Exploring the network namespace
After creating the namespace with the command above, the first task is to bring up the loopback interface of the new namespace. You may have noticed from the output above, that the loopback interface is DOWN after creating the network namespace. If you forget this, strange things may happen. It’s not a good idea to leave the loopback interface down.
# set the link of lo in the namespace to up ip netns exec nstest ip link set dev lo up # list all interfaces and the state in the namespace ip netns exec nstest ip link
and the loopback interface is now UP. Now it’s time to connect the network namespace to the outside world.

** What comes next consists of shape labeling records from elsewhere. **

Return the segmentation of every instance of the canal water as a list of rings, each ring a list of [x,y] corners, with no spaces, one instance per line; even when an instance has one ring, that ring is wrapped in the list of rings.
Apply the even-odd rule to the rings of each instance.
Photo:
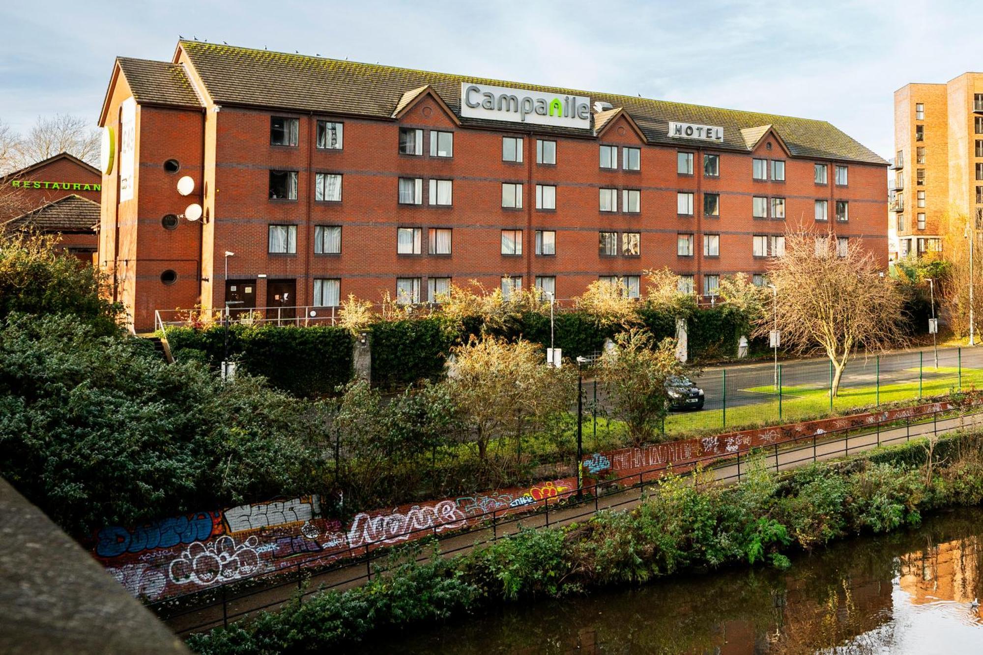
[[[983,510],[839,542],[784,571],[730,568],[509,606],[365,653],[983,654]]]

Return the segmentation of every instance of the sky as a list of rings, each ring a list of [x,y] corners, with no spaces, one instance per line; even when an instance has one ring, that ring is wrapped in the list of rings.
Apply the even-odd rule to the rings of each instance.
[[[116,56],[178,36],[827,120],[889,158],[894,91],[983,70],[968,3],[37,1],[0,4],[0,122],[97,120]],[[975,55],[975,57],[974,57]]]

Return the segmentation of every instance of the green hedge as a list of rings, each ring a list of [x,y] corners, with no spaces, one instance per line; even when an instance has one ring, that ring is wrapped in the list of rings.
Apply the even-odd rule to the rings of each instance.
[[[198,359],[217,368],[225,328],[172,328],[167,340],[177,359]],[[229,355],[253,375],[298,396],[331,393],[352,377],[352,336],[342,328],[232,326]]]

Adding interfaces to a network namespace
It is not possible to assign physical interfaces of your Linux box to a network namespace. It’s only possible to attach virtual interfaces. So we have to create a virtual interface. The tool is – again – ip. The command
ip link add veth-a type veth peer name veth-b
creates two virtual interfaces veth-a and veth-b, which are connected using „a virtual cable“. The command ip link shows both interfaces in the default namespace.
ip link veth-b: <BROADCAST,MULTICAST> mtu 1500 qdisc noop state DOWN mode DEFAULT qlen 1000 link/ether 72:01:ad:c5:67:84 brd ff:ff:ff:ff:ff:ff veth-a: <BROADCAST,MULTICAST> mtu 1500 qdisc noop state DOWN mode DEFAULT qlen 1000 link/ether 8e:8b:bd:b1:88:e5 brd ff:ff:ff:ff:ff:ff
We can now take one end of this construct and attach it to the created namespace nstest using the command
ip link set veth-b netns nstest
Now ip l in the default namespace does not show this interface any more. It shows up now in the network namespace nstest, Verify this using the command
# list all interfaces in the namespace nstest ip netns exec nstest ip link lo: <LOOPBACK,UP,LOWER_UP> mtu 65536 qdisc noqueue state UNKNOWN mode DEFAULT link/loopback 00:00:00:00:00:00 brd 00:00:00:00:00:00 veth-b: <BROADCAST,MULTICAST> mtu 1500 qdisc noop state DOWN mode DEFAULT qlen 1000 link/ether 72:01:ad:c5:67:84 brd ff:ff:ff:ff:ff:ff
Now we have two interfaces in the network namespace nstest.
Assign ip addresses to the veth interfaces
Now it’s time to assign ip addresses to the veth interfaces and bring the interfaces up
# default namespace ip addr add 10.0.0.1/24 dev veth-a ip link set dev veth-a up # # namespace nstest ip netns exec nstest ip addr add 10.0.0.2/24 dev veth-b ip netns exec nstest ip link set dev veth-b up
Verify, that the interfaces are up (use ip link), have ip addresses assigned (use ip addr) and a route is existing (use ip route).
Now you can ping from the default namespace interface veth-a to the nstest namespace interface veth-b:
ping 10.0.0.2 PING 10.0.0.2 (10.0.0.2) 56(84) bytes of data. 64 bytes from 10.0.0.2: icmp_req=1 ttl=64 time=0.054 ms 64 bytes from 10.0.0.2: icmp_req=2 ttl=64 time=0.034 ms 64 bytes from 10.0.0.2: icmp_req=3 ttl=64 time=0.039 ms 64 bytes from 10.0.0.2: icmp_req=4 ttl=64 time=0.036 ms
And from the nstest namespace interface veth-b to the default namespace interface veth-a:
ip netns exec nstest ping 10.0.0.1 PING 10.0.0.1 (10.0.0.1) 56(84) bytes of data. 64 bytes from 10.0.0.1: icmp_req=1 ttl=64 time=0.064 ms 64 bytes from 10.0.0.1: icmp_req=2 ttl=64 time=0.036 ms 64 bytes from 10.0.0.1: icmp_req=3 ttl=64 time=0.039 ms
Try to reach another interface in the default namespace when pinging from the network namespace.
Which software is using network namespaces?
Network namespaces are used by many container and virtualization techniques. LXC is one of the virtualization container techniques. Openstack neutron is also using the Linux network namespaces.
Virtual inferfaces and network namespaces are very useful, when a virtual switch, e.g. Openvswitch, is installed.